(1.) THESE consolidated appeals are from two judgments and two decrees dated February 8, 1943, of the High Court of Judicature at Madras, which reversed a judgment and two decrees dated July 29, 1941, of the Court of the Subordinate Judge of Coconada.
(2.) THE appeals arise out of two connected suits. Of these oneno. 38 of 1940was brought by the appellant, Sara Veeraswami or Veerraju, (hereinafter called the appellant-plaintiff) against the first and second respondents for specific performance of an alleged oral agreement to reconvey certain properties which had been sold to them.
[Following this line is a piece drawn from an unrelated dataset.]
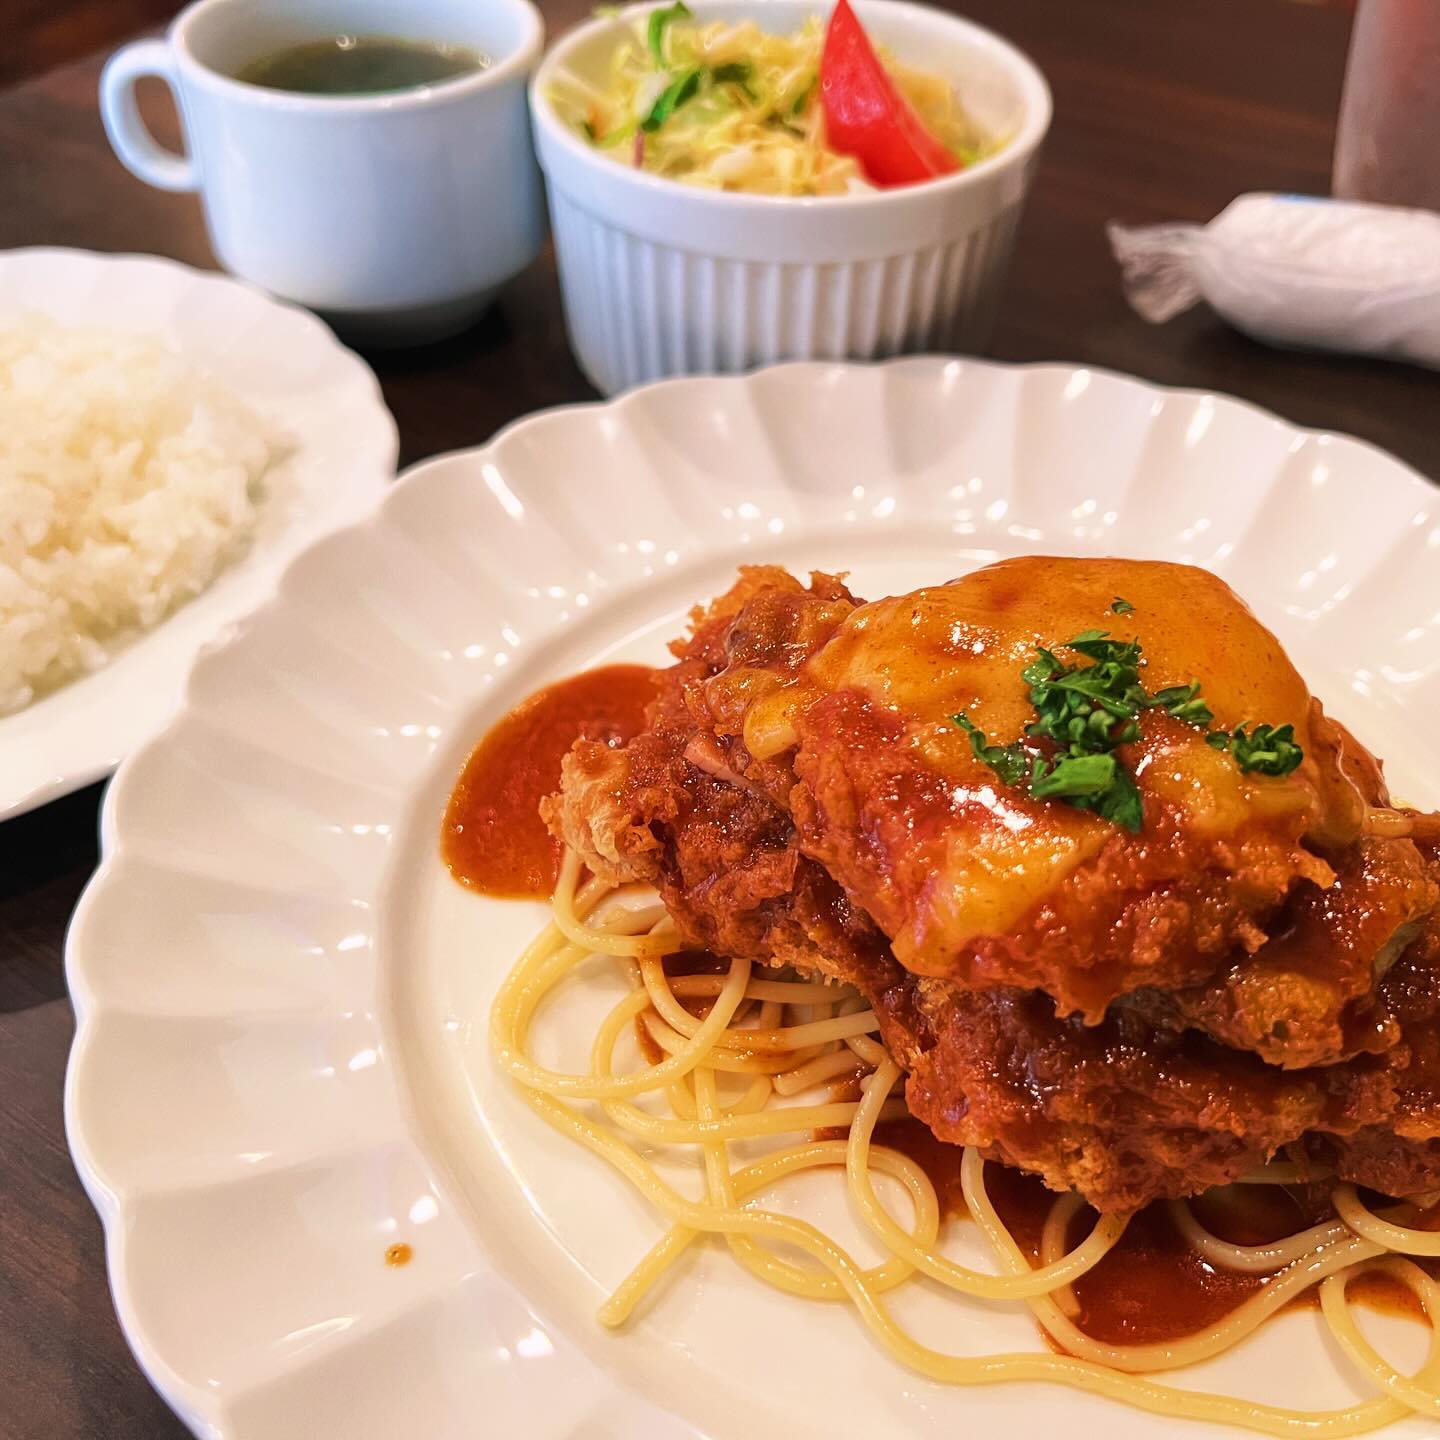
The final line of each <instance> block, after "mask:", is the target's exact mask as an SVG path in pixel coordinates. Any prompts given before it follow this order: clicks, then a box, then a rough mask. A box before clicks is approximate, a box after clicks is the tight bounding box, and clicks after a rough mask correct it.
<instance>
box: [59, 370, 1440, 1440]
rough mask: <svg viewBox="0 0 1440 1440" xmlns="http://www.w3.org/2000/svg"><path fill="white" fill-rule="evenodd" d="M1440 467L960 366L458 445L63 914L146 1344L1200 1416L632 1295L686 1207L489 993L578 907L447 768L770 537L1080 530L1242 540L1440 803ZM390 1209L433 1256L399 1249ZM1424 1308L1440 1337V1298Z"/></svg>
mask: <svg viewBox="0 0 1440 1440" xmlns="http://www.w3.org/2000/svg"><path fill="white" fill-rule="evenodd" d="M1436 501H1437V495H1436V492H1434V491H1433V490H1430V488H1428V487H1427V485H1426V484H1424V482H1423V481H1421V480H1420V478H1418V477H1417V475H1414V474H1413V472H1410V471H1407V469H1405V468H1404V467H1401V465H1400V464H1397V462H1395V461H1394V459H1391V458H1388V456H1387V455H1382V454H1380V452H1378V451H1375V449H1371V448H1369V446H1367V445H1361V444H1358V442H1355V441H1351V439H1344V438H1338V436H1331V435H1315V433H1302V432H1299V431H1296V429H1293V428H1292V426H1289V425H1286V423H1283V422H1282V420H1279V419H1276V418H1274V416H1270V415H1264V413H1261V412H1259V410H1256V409H1251V408H1250V406H1246V405H1241V403H1238V402H1234V400H1227V399H1221V397H1217V396H1208V395H1195V393H1187V392H1172V390H1158V389H1153V387H1151V386H1146V384H1140V383H1138V382H1135V380H1128V379H1122V377H1119V376H1112V374H1102V373H1094V372H1090V370H1073V369H1064V367H1058V366H1038V367H1030V369H1011V367H1004V366H996V364H988V363H984V361H975V360H939V359H920V360H906V361H897V363H893V364H887V366H881V367H874V369H868V367H851V366H818V364H805V366H789V367H782V369H776V370H769V372H762V373H759V374H755V376H752V377H747V379H693V380H678V382H670V383H665V384H660V386H654V387H651V389H645V390H638V392H635V393H632V395H629V396H626V397H624V399H621V400H618V402H615V403H612V405H603V406H599V405H596V406H580V408H575V409H566V410H554V412H552V413H547V415H541V416H536V418H533V419H528V420H526V422H523V423H520V425H516V426H513V428H511V429H508V431H505V432H503V433H501V435H500V436H498V438H497V439H495V441H494V442H492V444H490V445H488V446H485V448H484V449H480V451H474V452H468V454H459V455H451V456H445V458H442V459H436V461H432V462H429V464H426V465H422V467H419V468H418V469H416V471H413V472H412V474H410V475H409V477H406V478H405V480H403V481H402V482H400V484H399V485H397V487H396V488H395V491H393V492H392V494H390V495H389V497H387V500H386V501H384V504H383V505H382V508H380V510H379V511H377V514H376V516H374V517H373V518H370V520H369V521H366V523H364V524H359V526H356V527H354V528H351V530H348V531H346V533H343V534H338V536H334V537H331V539H328V540H325V541H324V543H321V544H318V546H315V547H312V549H311V550H310V552H307V553H305V554H304V556H301V557H300V560H298V562H297V563H295V564H294V566H291V569H289V572H288V573H287V576H285V579H284V582H282V585H281V588H279V593H278V596H276V598H275V599H274V600H272V602H271V603H269V605H268V606H266V608H265V609H262V611H261V612H259V613H258V615H255V616H253V618H252V619H251V621H249V622H246V624H245V625H243V626H242V628H240V632H239V634H238V635H236V636H235V638H233V639H232V641H230V642H229V644H228V645H225V647H223V648H220V649H216V651H213V652H210V654H206V655H203V657H202V658H200V661H199V662H197V665H196V668H194V672H193V675H192V681H190V687H189V693H187V698H186V703H184V707H183V708H181V711H180V713H179V716H177V717H176V719H174V721H173V723H171V724H170V727H168V730H167V732H166V733H164V734H163V736H161V737H160V739H157V740H156V742H154V743H151V744H148V746H145V747H144V749H143V750H141V752H140V753H138V755H135V756H134V757H132V759H131V760H130V762H128V763H127V765H125V766H124V768H122V770H121V773H120V776H118V778H117V780H115V783H114V785H112V788H111V792H109V799H108V804H107V808H105V822H104V845H105V861H104V864H102V867H101V871H99V874H98V876H96V878H95V881H94V883H92V886H91V888H89V890H88V891H86V896H85V899H84V901H82V904H81V909H79V912H78V913H76V919H75V924H73V927H72V932H71V943H69V976H71V988H72V994H73V996H75V1001H76V1007H78V1011H79V1017H81V1025H79V1034H78V1037H76V1043H75V1053H73V1058H72V1064H71V1073H69V1087H68V1097H66V1100H68V1123H69V1135H71V1143H72V1146H73V1152H75V1156H76V1162H78V1165H79V1169H81V1174H82V1175H84V1178H85V1182H86V1185H88V1187H89V1189H91V1194H92V1197H94V1200H95V1202H96V1205H98V1208H99V1211H101V1215H102V1217H104V1220H105V1227H107V1233H108V1241H109V1270H111V1280H112V1286H114V1292H115V1300H117V1306H118V1309H120V1315H121V1320H122V1323H124V1326H125V1331H127V1333H128V1336H130V1339H131V1344H132V1345H134V1348H135V1352H137V1355H138V1356H140V1359H141V1364H143V1365H144V1367H145V1369H147V1371H148V1372H150V1375H151V1377H153V1380H154V1381H156V1384H157V1385H158V1387H160V1390H161V1391H163V1392H164V1394H166V1397H167V1398H168V1400H170V1403H171V1404H173V1405H174V1407H176V1408H177V1410H179V1411H180V1413H181V1414H183V1416H184V1417H186V1418H187V1420H189V1421H190V1423H192V1424H193V1426H194V1427H196V1428H197V1430H199V1431H200V1433H203V1434H207V1436H225V1437H235V1440H251V1437H255V1440H261V1437H264V1440H287V1437H297V1440H300V1437H312V1436H340V1434H343V1436H346V1437H347V1440H370V1437H374V1440H379V1437H392V1436H400V1434H406V1436H426V1437H429V1440H449V1437H459V1436H481V1434H484V1436H490V1434H521V1436H524V1437H527V1440H549V1437H566V1436H576V1437H579V1436H585V1437H600V1436H606V1437H626V1440H628V1437H639V1440H662V1437H665V1440H668V1437H680V1436H697V1434H706V1436H713V1437H717V1440H720V1437H723V1440H734V1437H740V1440H757V1437H765V1436H778V1437H779V1436H783V1437H785V1440H795V1437H802V1436H816V1437H818V1436H827V1437H829V1440H834V1437H835V1436H858V1434H865V1436H877V1434H884V1436H894V1434H904V1436H916V1437H940V1436H945V1437H952V1436H953V1434H956V1433H971V1434H981V1436H992V1434H998V1433H1001V1430H1002V1427H1004V1433H1007V1434H1012V1436H1048V1434H1051V1433H1053V1431H1057V1430H1060V1428H1061V1427H1063V1428H1064V1431H1066V1433H1067V1434H1071V1436H1077V1437H1087V1436H1090V1437H1093V1436H1104V1437H1106V1440H1128V1437H1136V1436H1155V1434H1162V1433H1176V1427H1174V1426H1171V1424H1168V1423H1165V1421H1161V1420H1153V1418H1148V1417H1145V1416H1140V1414H1138V1413H1135V1411H1129V1410H1125V1408H1120V1407H1117V1405H1115V1404H1112V1403H1106V1401H1100V1400H1096V1398H1093V1397H1087V1395H1076V1394H1070V1392H1066V1391H1060V1390H1051V1388H1045V1387H1035V1385H1025V1387H992V1388H985V1390H971V1391H958V1390H946V1388H943V1387H937V1385H932V1384H929V1382H926V1381H920V1380H917V1378H916V1377H913V1375H910V1374H907V1372H903V1371H900V1369H897V1368H896V1367H894V1365H893V1364H891V1362H890V1361H888V1359H886V1358H884V1356H881V1355H880V1354H878V1352H877V1351H876V1349H874V1348H873V1346H871V1345H870V1342H868V1341H867V1338H865V1335H864V1333H863V1331H861V1329H860V1326H858V1323H857V1320H855V1318H854V1316H852V1315H851V1313H850V1312H848V1310H847V1309H844V1308H840V1306H832V1308H827V1306H818V1305H806V1303H804V1302H798V1300H791V1299H786V1297H782V1296H779V1295H775V1293H770V1292H768V1290H765V1289H763V1287H760V1286H759V1284H757V1283H755V1282H753V1280H750V1279H749V1277H747V1276H744V1274H742V1273H740V1272H739V1270H737V1269H736V1267H734V1266H733V1264H732V1263H730V1261H729V1260H727V1257H726V1256H724V1254H721V1253H719V1251H714V1253H704V1254H701V1256H700V1257H698V1263H696V1264H694V1266H693V1269H691V1270H688V1272H687V1273H685V1276H684V1277H683V1279H680V1280H678V1282H677V1283H672V1284H671V1286H670V1287H668V1289H667V1290H665V1292H664V1295H662V1296H661V1297H660V1300H658V1303H657V1305H655V1306H654V1308H652V1309H651V1310H649V1312H648V1313H647V1315H645V1316H644V1319H642V1320H641V1322H639V1323H638V1325H636V1328H635V1329H634V1331H631V1332H628V1333H624V1335H618V1336H615V1335H606V1333H602V1332H600V1329H599V1328H598V1326H596V1325H595V1322H593V1318H592V1316H593V1310H595V1306H596V1303H598V1302H599V1299H600V1296H602V1293H603V1292H605V1289H606V1287H608V1286H611V1284H613V1283H615V1282H616V1280H618V1279H619V1277H621V1276H622V1274H624V1273H625V1270H626V1269H628V1267H629V1264H631V1263H632V1261H634V1260H635V1259H636V1257H638V1256H639V1254H641V1251H642V1250H644V1248H645V1246H647V1244H648V1243H649V1241H651V1240H652V1238H654V1237H655V1234H657V1233H658V1231H657V1225H655V1221H654V1218H652V1217H651V1215H649V1214H648V1212H647V1211H645V1208H644V1205H641V1204H639V1202H638V1201H636V1200H635V1197H634V1195H632V1194H629V1191H628V1189H626V1188H625V1187H624V1185H622V1184H621V1182H618V1181H615V1179H613V1178H612V1176H611V1175H609V1174H608V1172H605V1171H603V1169H602V1168H600V1165H599V1162H596V1161H592V1159H590V1158H589V1156H588V1155H585V1153H582V1152H579V1151H576V1149H573V1148H572V1146H570V1145H569V1143H566V1142H562V1140H559V1139H557V1138H556V1136H553V1135H552V1133H550V1132H549V1130H547V1129H544V1126H543V1125H541V1122H539V1120H537V1119H536V1117H534V1116H533V1115H531V1113H530V1112H528V1110H527V1109H526V1107H524V1106H523V1104H521V1103H520V1102H518V1100H517V1099H516V1097H514V1096H513V1093H511V1092H510V1087H508V1084H507V1083H504V1081H503V1080H501V1077H500V1076H498V1074H497V1073H495V1071H494V1068H492V1066H491V1063H490V1060H488V1056H487V1050H485V1014H487V1008H488V1001H490V996H491V994H492V992H494V988H495V985H497V982H498V978H500V976H501V973H503V972H504V969H505V968H507V966H508V963H510V960H511V958H513V956H514V953H516V952H517V949H518V946H520V945H521V943H523V940H524V939H526V937H527V936H528V933H530V932H531V930H533V929H534V927H536V924H537V923H539V922H540V919H541V917H543V916H541V912H540V909H539V907H536V906H527V904H504V903H495V901H487V900H481V899H477V897H474V896H471V894H468V893H462V891H461V890H459V888H458V887H455V886H454V884H452V883H451V881H449V878H448V876H446V874H445V873H444V871H442V868H441V865H439V861H438V857H436V834H438V825H439V818H441V814H442V806H444V801H445V795H446V791H448V788H449V783H451V779H452V776H454V775H455V773H456V770H458V768H459V765H461V762H462V759H464V756H465V753H467V752H468V749H469V747H471V744H472V743H474V740H475V739H477V737H478V736H480V734H481V732H482V730H484V729H485V726H487V724H488V723H490V721H492V720H494V719H495V717H498V716H500V714H501V713H503V711H504V710H505V708H507V707H508V706H511V704H513V703H514V701H516V700H518V698H520V697H521V696H524V694H526V693H528V691H530V690H533V688H534V687H537V685H540V684H541V683H544V681H547V680H550V678H553V677H556V675H560V674H563V672H567V671H572V670H575V668H577V667H582V665H588V664H593V662H598V661H605V660H611V658H639V660H658V658H661V655H662V645H664V641H665V638H668V636H670V635H672V634H675V632H677V629H678V628H680V626H681V622H683V615H684V611H685V609H687V606H688V605H691V603H693V602H694V600H696V599H698V598H701V596H708V595H710V593H711V592H714V590H716V589H719V588H720V586H723V585H724V583H726V582H727V577H729V576H730V573H732V570H733V567H734V564H736V563H737V562H740V560H759V559H766V560H780V562H785V563H788V564H792V566H796V567H804V566H809V564H821V566H827V567H831V569H848V570H851V572H852V576H854V582H852V583H854V585H855V588H857V589H858V590H860V592H861V593H870V595H874V593H881V592H884V590H890V589H894V588H907V586H913V585H916V583H920V582H927V580H930V582H933V580H937V579H942V577H945V576H950V575H955V573H958V572H962V570H965V569H966V567H971V566H975V564H978V563H982V562H984V560H988V559H991V557H994V556H1002V554H1014V553H1021V552H1035V550H1051V552H1071V553H1123V554H1132V556H1156V557H1169V559H1185V560H1194V562H1198V563H1201V564H1207V566H1211V567H1214V569H1217V570H1220V572H1221V573H1223V575H1225V576H1227V577H1228V579H1230V580H1231V582H1234V583H1236V586H1237V588H1238V589H1240V590H1241V593H1244V595H1246V596H1247V598H1248V599H1250V600H1251V603H1253V605H1254V606H1256V609H1257V611H1259V612H1260V615H1261V616H1263V618H1264V619H1266V621H1269V622H1270V624H1272V625H1273V626H1274V628H1276V629H1277V631H1279V632H1280V635H1282V636H1283V639H1284V641H1286V642H1287V644H1289V645H1290V647H1292V649H1293V654H1295V655H1296V658H1297V660H1299V662H1300V665H1302V668H1303V670H1305V671H1306V672H1308V674H1309V677H1310V680H1312V683H1313V685H1315V688H1316V690H1318V691H1319V693H1320V694H1322V696H1323V697H1325V698H1326V701H1328V703H1329V704H1331V706H1332V707H1333V710H1335V711H1336V713H1338V714H1339V716H1341V717H1342V719H1344V720H1346V721H1348V723H1349V724H1352V726H1354V727H1355V729H1356V730H1359V732H1361V734H1362V736H1365V737H1367V739H1368V740H1369V742H1371V743H1372V744H1374V746H1377V747H1378V749H1380V750H1381V752H1382V753H1384V755H1387V756H1390V759H1391V775H1392V779H1394V782H1395V785H1397V788H1398V789H1400V792H1401V793H1404V795H1407V796H1408V798H1410V799H1413V801H1417V802H1428V804H1434V802H1436V801H1437V799H1440V789H1437V782H1436V779H1434V744H1433V739H1431V737H1433V724H1431V717H1433V716H1434V714H1436V710H1437V706H1440V563H1437V562H1440V523H1437V517H1440V505H1437V504H1436ZM592 988H593V986H592ZM564 1038H569V1040H570V1041H579V1040H582V1037H580V1035H579V1034H572V1032H570V1031H569V1028H567V1022H566V1021H563V1020H560V1021H556V1024H554V1025H553V1028H552V1030H550V1031H549V1032H547V1040H546V1043H559V1041H560V1040H564ZM789 1202H791V1204H796V1205H801V1204H804V1205H828V1204H829V1201H828V1200H827V1198H822V1197H821V1195H818V1194H816V1192H814V1191H809V1192H804V1194H802V1192H801V1191H795V1192H792V1194H791V1195H789ZM838 1221H840V1223H844V1217H842V1215H841V1217H838ZM392 1241H406V1243H409V1244H410V1246H413V1253H415V1259H413V1261H412V1263H410V1264H408V1266H405V1267H403V1269H390V1267H387V1266H386V1264H384V1263H382V1254H383V1251H384V1247H386V1246H387V1244H390V1243H392ZM904 1313H906V1315H907V1316H909V1318H910V1319H912V1320H913V1322H914V1323H916V1325H917V1326H920V1329H922V1331H923V1332H924V1333H926V1335H927V1336H929V1338H930V1339H932V1341H936V1342H939V1344H945V1345H950V1346H955V1348H959V1349H971V1351H979V1349H994V1348H995V1346H1005V1345H1021V1346H1027V1348H1032V1346H1035V1345H1037V1344H1038V1341H1037V1338H1035V1333H1034V1331H1032V1328H1031V1325H1030V1320H1028V1319H1027V1318H1025V1316H1024V1315H1021V1313H1018V1312H1015V1310H1004V1309H1002V1310H995V1309H986V1310H981V1309H976V1308H972V1306H969V1305H968V1303H965V1302H963V1300H956V1299H953V1297H952V1299H945V1297H940V1296H937V1295H935V1293H930V1292H926V1290H922V1292H919V1293H917V1295H916V1296H914V1297H913V1300H910V1302H906V1306H904ZM1390 1326H1391V1329H1392V1331H1394V1335H1395V1338H1397V1342H1398V1345H1400V1349H1398V1352H1397V1354H1398V1355H1400V1356H1403V1355H1404V1354H1405V1352H1407V1349H1408V1352H1411V1354H1413V1352H1414V1349H1416V1346H1417V1345H1418V1329H1417V1328H1413V1326H1408V1325H1404V1323H1403V1322H1390ZM1339 1365H1341V1362H1339V1361H1338V1359H1336V1356H1335V1355H1332V1354H1328V1351H1326V1346H1325V1344H1323V1341H1322V1338H1320V1332H1319V1322H1318V1319H1316V1316H1315V1315H1313V1313H1293V1315H1286V1316H1282V1318H1280V1319H1279V1320H1276V1322H1273V1323H1272V1325H1270V1326H1267V1328H1266V1331H1264V1332H1263V1333H1261V1335H1260V1336H1259V1338H1257V1339H1256V1341H1254V1342H1253V1344H1250V1345H1247V1346H1246V1348H1244V1349H1241V1351H1240V1352H1237V1354H1233V1355H1230V1356H1224V1358H1223V1359H1220V1361H1215V1362H1212V1364H1210V1365H1207V1367H1205V1369H1204V1374H1202V1375H1197V1377H1181V1382H1208V1384H1217V1385H1224V1387H1227V1388H1231V1390H1234V1391H1238V1392H1243V1394H1251V1395H1257V1397H1270V1398H1276V1400H1283V1398H1289V1400H1292V1401H1299V1403H1302V1404H1339V1403H1344V1401H1345V1400H1346V1397H1349V1395H1352V1394H1355V1391H1352V1390H1351V1387H1349V1384H1348V1382H1346V1381H1345V1380H1344V1378H1342V1374H1341V1369H1339ZM1403 1428H1405V1427H1403ZM1408 1430H1410V1433H1414V1434H1418V1433H1420V1427H1418V1426H1411V1427H1408ZM1188 1433H1191V1434H1195V1436H1197V1437H1200V1436H1204V1434H1205V1430H1204V1427H1192V1428H1191V1430H1189V1431H1188ZM1212 1433H1214V1431H1212Z"/></svg>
THE other suitno. 32 of 1940was brought by these respondents against the appellants and others to obtain possession of the said properties. THE first named respondent having died in the course of the proceedings, his legal representative, the third respondent, was added as a party to each suit.
(3.) THE first of these issues is altogether one of fact. Both sides led oral evidence before the Subordinate Judge which, if believed, was amply sufficient to support their respective versions of what occurred. THE appellant's case turned mainly on the evidence of two witnesses, P. Ws. 1 and 3 .THE Subordinate Judge accepted their testimony in preference to that of the witnesses called for the respondents. He states in his judgment that he was much impressed by the evidence of P. Ws. No.1 and 3 and adds"in my opinion there is a ring of truth in what P. Ws. 1 and 3 say while there is a ring of untruth in what D. Ws. 1, 3 and 5 say. " He then sets out a series of circumstances which need not be detailed here but which, in his opinion, went to support the appellant plaintiff's case. THE High Court did not attach the same weight to these circumstances. It found none of them conclusive and some of no value at all. Much may indeed be said for this view; but it is clear that the conclusion of fact reached by the Subordinate Judge was based primarily on the oral testimony and his estimate of the witnesses who all, it must be remembered, gave their evidence in his presence. That, as has been repeatedly pointed out, is an important consideration. THE gist of the numerous decisions on the subject is clearly stated by Viscount Simon in Watt or Thomas v. Thomas [1947] A. C. 484 where he says (p. 486): But if the evidence as a whole can reasonably be regarded as justifying the conclusion arrived at at the trial, and especially if that conclusion has been arrived at on conflicting testimony by a tribunal which saw and heard the witnesses, the appellate Court will bear in mind that it has not enjoyed this opportunity and that the view of the trial Judge as to where credibility lies is entitled to great weight. This is not to say that the judge of first instance can be treated as infallible in determining which side is telling the truth or is refraining from exaggeration. Like other tribunals, he may go wrong on a question of fact, but it is a cogent circumstance that a Judge of first instance, when estimating the value of verbal testimony, has the advantage (which is denied to Courts of appeal) of having the witnesses before him and observing the manner in which the evidence is given.